Name of scholarship/program
Network Science, Optimization and Data Fusion in a Smart City
Eligibility and other criteria
Topic and Aims of the Project
There is a compelling case for training graduates in the mathematical sciences to play a leading role in data-rich applications. Going beyond the fundamental issues of storing, sharing, curating and securing data, mathematicians and operational researchers develop models and algorithms that deliver actionable insights.
This project will drive a new collaboration across the Strathclyde Business School and the Faculty of Science, by combining mathematical ideas from three very active, hot-topic areas
• Network Science: studying not only the individual elements in a system, but also the complex, emergent behaviour that arises when these elements combine,
• Optimization: developing computational strategies for discovering optimal solutions to quantifiable problems, notably on very large data sets, where High Performance Computing is necessary,
• Data Fusion: where heterogeneous sources of data are combined in order to add value, with the relative “influence” and “distinctness” of each data set simultaneously quantified.
The project will be application-driven, with close involvement of Strathclyde’s new Institute for Future Cities ( http://www.strath.ac.uk/business/cities/
). The Institute is designed to work in partnership – integrating and catalysing expertise and research from multiple disciplines within Strathclyde and other academic, government and commercial organisations.
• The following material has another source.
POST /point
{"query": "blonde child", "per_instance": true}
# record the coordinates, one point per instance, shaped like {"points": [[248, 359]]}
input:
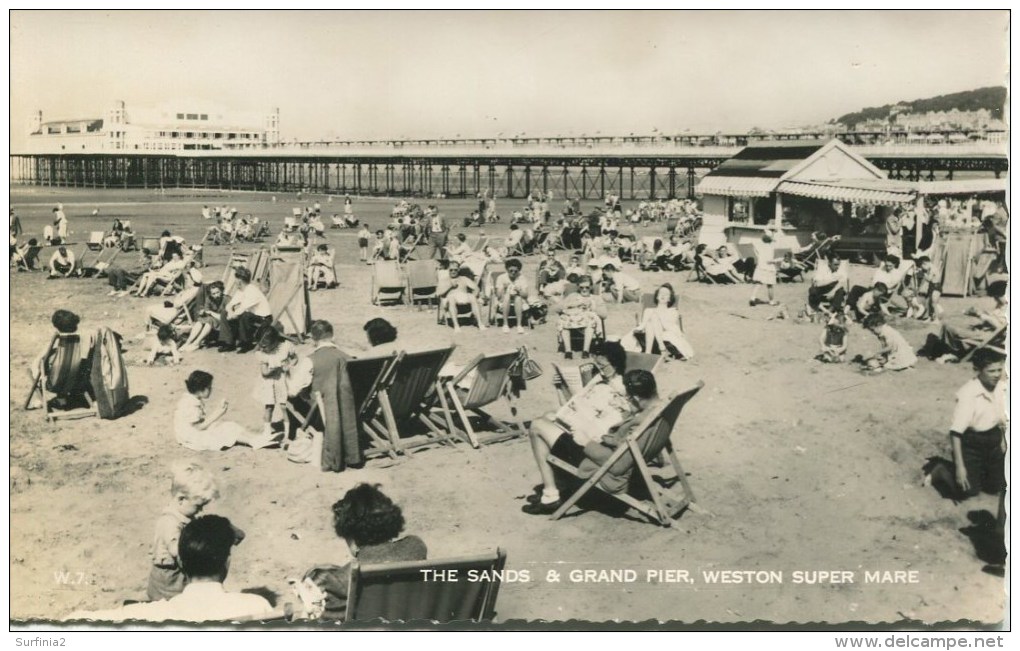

The project will meet the Institute’s aim to tackle the large, complex and difficult issues and opportunities for cities. In order to maximise impact, the precise details will be fleshed out in collaboration with the key data generators and users; notably Glasgow City Council, who administer the £24 Million TSB-funded Smart City Demonstrator award, which is at the heart of the City Observatory, to be housed in Strathclyde’s Technology and Innovation Centre. The essence of this project is to develop new, customized Big Data and High Performance Computing algorithms that can be stress-tested and validated on data from the Observatory. A typical case study for the algorithms would be in combining data sources from the observatory sensors to monitor and predict energy levels across the city, including the new Combined Heat and Power (CHP) systems, with a view to allowing energy storage when demand is low for use during times of higher activity. This has the potential to cut people's fuel bills, help the city in its fight against fuel poverty and give Glaswegians access to affordable warmth.
This PhD project requires a highly numerate graduate with skills and interests in computational science.